Under the three-year CMS Health Care Innovation Award, Mount Sinai, through its Visiting Doctors Program, will partner with community organizations such as Visiting Nurse Service of New York to provide Medicare and Medicaid patients with in-home care for acute medical conditions that include cellulitis, chronic obstructive pulmonary disease (COPD), community acquired pneumonia, congestive heart failure, deep venous thrombophlebitis, diabetes, and urinary tract infection. The Mount Sinai Visiting Doctors Program conducts more than 6,000 annual primary care and end-of-life visits to elderly and home-bound patients in Manhattan.
“Delivering acute care in the home is an example of medicine advancing in every way,” says Theresa A. Soriano, MD, MPH, Associate Professor of Medicine, and Geriatrics and Palliative Care, and Executive Director of Mount Sinai Visiting Doctors and Chelsea-Village House Call programs. “It will allow the Mount Sinai Health System to improve patient satisfaction.”
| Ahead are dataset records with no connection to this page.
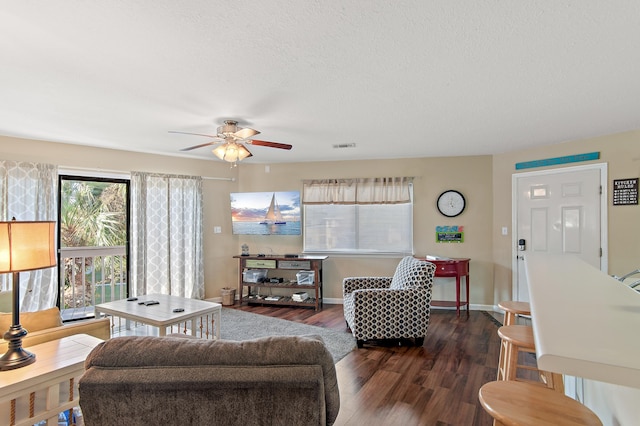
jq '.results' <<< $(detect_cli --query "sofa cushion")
[389,256,432,290]
[0,308,62,333]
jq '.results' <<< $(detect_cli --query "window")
[303,178,413,254]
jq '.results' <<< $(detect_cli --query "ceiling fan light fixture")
[212,142,251,163]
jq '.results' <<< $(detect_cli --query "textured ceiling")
[0,0,640,163]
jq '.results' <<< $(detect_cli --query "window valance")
[302,177,413,204]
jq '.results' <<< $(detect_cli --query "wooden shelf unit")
[233,255,328,311]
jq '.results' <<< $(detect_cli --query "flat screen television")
[231,191,301,235]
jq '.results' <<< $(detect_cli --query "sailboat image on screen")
[260,193,287,225]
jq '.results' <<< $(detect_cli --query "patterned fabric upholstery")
[389,256,433,290]
[343,256,436,347]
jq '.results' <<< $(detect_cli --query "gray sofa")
[79,336,340,426]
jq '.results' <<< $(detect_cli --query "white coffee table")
[95,294,222,339]
[0,334,102,426]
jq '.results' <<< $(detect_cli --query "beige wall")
[0,132,640,306]
[492,131,640,302]
[235,156,493,305]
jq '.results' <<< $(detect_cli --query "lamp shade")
[0,221,56,273]
[213,142,251,163]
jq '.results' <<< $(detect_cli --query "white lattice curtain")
[130,172,204,299]
[0,160,58,312]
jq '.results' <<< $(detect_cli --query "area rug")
[220,308,356,363]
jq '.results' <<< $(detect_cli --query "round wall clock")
[437,189,466,217]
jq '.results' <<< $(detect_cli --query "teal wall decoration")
[516,152,600,170]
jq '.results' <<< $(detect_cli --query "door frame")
[511,163,609,295]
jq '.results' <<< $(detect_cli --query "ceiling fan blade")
[180,141,219,151]
[169,130,220,139]
[247,139,292,149]
[233,127,260,139]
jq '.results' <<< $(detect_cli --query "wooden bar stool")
[498,300,531,380]
[498,300,531,325]
[478,381,602,426]
[498,325,564,393]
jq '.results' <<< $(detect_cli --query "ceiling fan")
[169,120,292,165]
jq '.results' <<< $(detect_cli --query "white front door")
[512,164,607,302]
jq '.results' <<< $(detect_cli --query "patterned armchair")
[342,256,436,348]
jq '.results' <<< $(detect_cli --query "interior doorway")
[58,174,130,320]
[512,164,608,302]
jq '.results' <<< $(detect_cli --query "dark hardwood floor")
[235,304,500,426]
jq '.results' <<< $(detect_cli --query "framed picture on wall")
[231,191,301,235]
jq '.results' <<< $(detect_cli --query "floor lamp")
[0,218,56,371]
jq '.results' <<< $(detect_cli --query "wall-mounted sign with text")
[613,178,638,206]
[436,225,464,243]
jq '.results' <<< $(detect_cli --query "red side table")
[427,258,471,316]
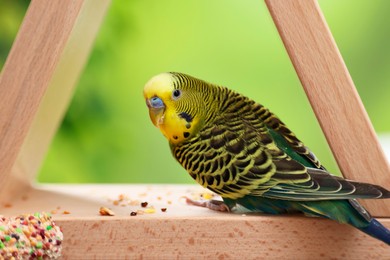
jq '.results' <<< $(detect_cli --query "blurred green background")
[0,0,390,183]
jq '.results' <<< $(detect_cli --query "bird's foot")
[185,197,230,212]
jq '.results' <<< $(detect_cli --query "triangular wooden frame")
[0,0,390,259]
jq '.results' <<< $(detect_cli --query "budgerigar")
[144,72,390,245]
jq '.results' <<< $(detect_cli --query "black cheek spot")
[179,112,192,123]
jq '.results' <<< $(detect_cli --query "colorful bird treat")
[0,213,63,259]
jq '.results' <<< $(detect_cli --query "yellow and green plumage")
[144,72,390,244]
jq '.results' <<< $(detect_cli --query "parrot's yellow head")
[144,72,212,144]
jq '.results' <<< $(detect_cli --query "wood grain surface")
[0,185,390,259]
[0,0,110,202]
[266,0,390,217]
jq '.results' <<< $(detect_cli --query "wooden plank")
[0,0,110,199]
[0,185,390,259]
[265,0,390,217]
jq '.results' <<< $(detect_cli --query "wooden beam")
[265,0,390,217]
[0,185,390,259]
[0,0,110,199]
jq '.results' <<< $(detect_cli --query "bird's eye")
[172,89,181,99]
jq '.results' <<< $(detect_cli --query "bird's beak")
[146,99,165,127]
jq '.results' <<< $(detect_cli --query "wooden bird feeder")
[0,0,390,259]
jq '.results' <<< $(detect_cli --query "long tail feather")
[359,218,390,245]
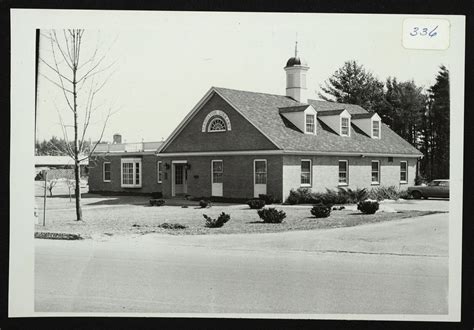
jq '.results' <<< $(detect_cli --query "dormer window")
[306,114,315,134]
[341,117,349,136]
[372,120,380,139]
[278,104,318,135]
[208,117,227,132]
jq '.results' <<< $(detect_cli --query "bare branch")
[39,73,72,94]
[54,103,74,159]
[39,57,72,84]
[51,30,72,70]
[81,108,114,161]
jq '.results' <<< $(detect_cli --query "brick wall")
[282,156,416,198]
[163,94,276,153]
[163,156,282,199]
[89,154,161,194]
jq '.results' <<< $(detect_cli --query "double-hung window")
[121,158,142,188]
[156,160,163,183]
[301,159,311,187]
[339,160,349,186]
[400,161,408,183]
[341,117,349,136]
[306,114,315,134]
[102,162,110,182]
[372,160,380,184]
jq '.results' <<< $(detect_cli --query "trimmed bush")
[368,186,399,201]
[247,198,265,210]
[286,188,314,205]
[357,199,379,214]
[151,191,163,199]
[202,212,230,228]
[199,199,211,209]
[311,204,331,218]
[158,222,188,229]
[257,207,286,223]
[150,199,165,206]
[258,194,276,205]
[398,190,412,199]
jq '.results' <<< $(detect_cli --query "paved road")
[35,214,448,314]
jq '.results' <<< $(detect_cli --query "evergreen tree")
[319,61,384,112]
[427,65,450,179]
[379,77,427,146]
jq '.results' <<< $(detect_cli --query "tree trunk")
[72,58,82,221]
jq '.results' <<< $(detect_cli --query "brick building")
[89,54,422,200]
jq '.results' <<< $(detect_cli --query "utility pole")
[43,170,48,227]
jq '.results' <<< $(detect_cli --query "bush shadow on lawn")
[79,193,150,206]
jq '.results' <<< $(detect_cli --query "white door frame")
[171,160,188,197]
[211,159,224,197]
[253,159,268,197]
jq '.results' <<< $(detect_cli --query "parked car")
[408,179,449,199]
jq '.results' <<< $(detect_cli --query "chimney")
[113,133,122,144]
[284,42,309,103]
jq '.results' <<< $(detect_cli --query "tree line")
[35,136,91,156]
[319,61,449,181]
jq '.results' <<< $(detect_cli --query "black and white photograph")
[9,9,465,321]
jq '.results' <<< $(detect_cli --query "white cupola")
[284,42,309,103]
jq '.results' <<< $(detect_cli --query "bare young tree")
[39,29,114,221]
This is the second time in two years that Icahn School of Medicine has received a CMS Health Care Innovation Award, with the goal of creating new ideas and models of delivery that lead to improved care and lower costs for people enrolled in Medicare and Medicaid.
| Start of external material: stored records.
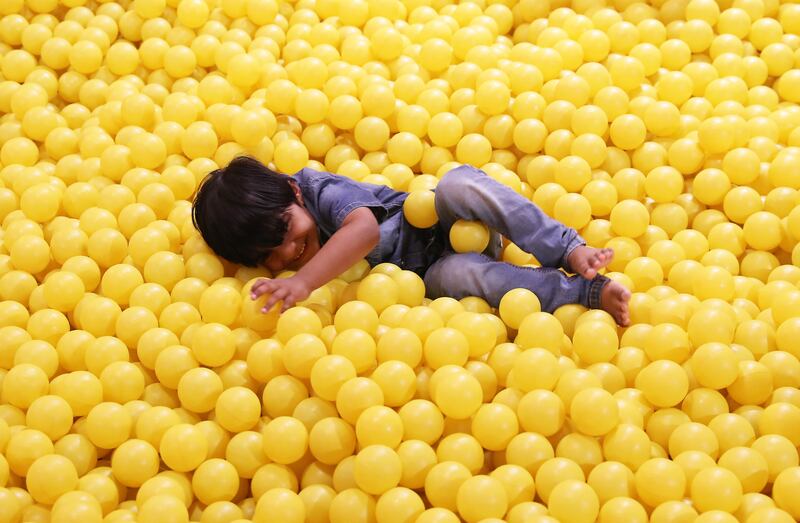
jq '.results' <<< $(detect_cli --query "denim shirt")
[292,168,445,276]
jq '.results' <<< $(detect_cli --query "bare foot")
[600,280,631,327]
[567,245,614,280]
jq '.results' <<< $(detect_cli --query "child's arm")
[251,207,380,312]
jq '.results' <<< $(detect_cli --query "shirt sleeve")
[300,172,388,229]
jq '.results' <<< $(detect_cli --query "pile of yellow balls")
[0,0,800,523]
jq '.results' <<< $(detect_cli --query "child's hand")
[250,275,312,312]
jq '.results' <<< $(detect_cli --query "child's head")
[192,156,298,267]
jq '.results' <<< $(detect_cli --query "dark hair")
[192,156,297,267]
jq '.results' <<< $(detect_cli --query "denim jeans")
[425,165,609,312]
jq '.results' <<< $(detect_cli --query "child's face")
[264,203,319,273]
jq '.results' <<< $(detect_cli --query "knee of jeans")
[424,252,490,290]
[436,165,481,205]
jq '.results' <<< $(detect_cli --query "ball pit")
[0,0,800,523]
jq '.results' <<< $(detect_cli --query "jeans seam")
[561,239,586,273]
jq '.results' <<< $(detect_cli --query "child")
[193,157,630,326]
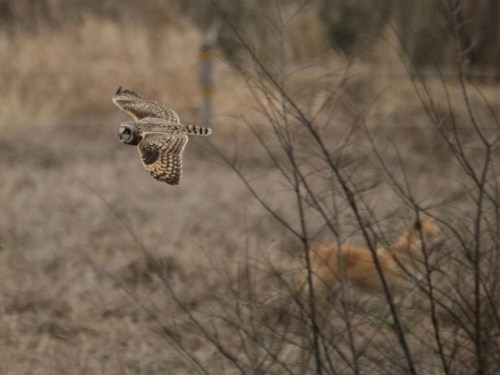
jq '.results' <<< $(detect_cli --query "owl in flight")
[113,86,212,185]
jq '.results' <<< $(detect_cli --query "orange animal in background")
[293,218,441,298]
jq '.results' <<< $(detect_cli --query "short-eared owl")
[113,86,212,185]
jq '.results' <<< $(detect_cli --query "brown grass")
[0,8,499,374]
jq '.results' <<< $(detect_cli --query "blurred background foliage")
[0,0,500,75]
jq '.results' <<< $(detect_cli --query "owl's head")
[118,122,142,146]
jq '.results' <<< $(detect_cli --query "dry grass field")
[0,3,500,375]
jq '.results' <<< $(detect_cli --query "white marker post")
[200,42,213,128]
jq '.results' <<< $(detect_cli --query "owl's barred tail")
[180,124,212,136]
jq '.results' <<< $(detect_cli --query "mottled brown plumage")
[113,87,212,185]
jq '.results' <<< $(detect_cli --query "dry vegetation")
[0,2,500,374]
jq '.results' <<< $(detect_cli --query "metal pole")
[200,42,213,128]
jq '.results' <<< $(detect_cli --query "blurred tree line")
[0,0,500,80]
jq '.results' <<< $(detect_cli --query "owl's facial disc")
[118,124,141,146]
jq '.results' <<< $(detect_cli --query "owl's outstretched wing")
[113,86,181,124]
[137,133,188,185]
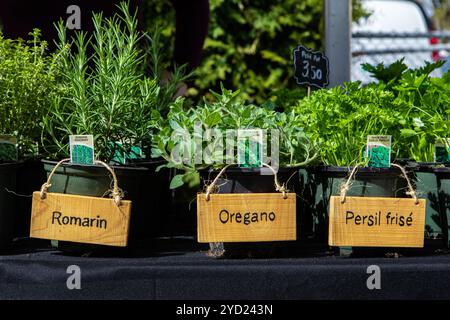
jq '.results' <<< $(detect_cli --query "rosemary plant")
[42,2,185,161]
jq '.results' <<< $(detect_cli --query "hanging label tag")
[30,192,131,247]
[328,196,426,248]
[69,135,95,165]
[237,129,264,168]
[197,193,297,243]
[434,138,450,163]
[366,136,392,168]
[111,142,144,165]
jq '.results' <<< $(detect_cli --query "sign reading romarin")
[30,192,131,247]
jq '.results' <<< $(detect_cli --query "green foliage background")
[145,0,365,103]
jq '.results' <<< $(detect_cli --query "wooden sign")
[30,192,131,247]
[294,46,330,88]
[197,193,297,243]
[328,196,426,248]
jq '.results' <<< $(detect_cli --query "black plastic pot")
[43,161,170,252]
[407,161,448,249]
[14,159,47,238]
[0,163,21,250]
[433,167,450,247]
[302,166,407,255]
[200,168,301,258]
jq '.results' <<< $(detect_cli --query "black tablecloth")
[0,240,450,300]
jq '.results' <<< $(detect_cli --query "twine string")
[392,163,419,204]
[341,164,359,203]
MACT was modeled after the Hospital at Home program developed several years ago at The Johns Hopkins University. The University conducted a yearlong study comparing 323 acute care patients treated at home with 1,048 hospital inpatients, and found that home-based care reduced the cost of acute care by roughly 20 percent. In addition, Hospital at Home patients had slightly lower hospital readmissions and mortality rates, and higher satisfaction scores.
“We are proud that CMS recognizes the ability of MACT to transform the clinical and financial health care model for individuals with these acute illnesses, and that we, as a health system, are demonstrating the viability of in-home health care as a cost-effective means of improving health outcomes,” says Albert L. Siu, MD, Ellen and Howard C. Katz Chairman’s Chair of the Brookdale Department of Geriatrics and Palliative Medicine at Icahn School of Medicine at Mount Sinai.
MACT is expected to serve a total of roughly 700 acute-care patients in Manhattan with teams comprised of physicians, nurse practitioners, nurses, social workers, and community health workers. The teams will provide daily medical visits and arrange for necessary medical equipment, medications, and laboratory services to be supplied in patients’ homes. A clinical team will be on call at all times and patients will have access to rapid medical services and medications.
Through MACT, Mount Sinai will be able to create a reasonable payment model for high-level home-based acute care that CMS can adopt and implement. Currently, CMS does not have a payment code for hospital-level outpatient care.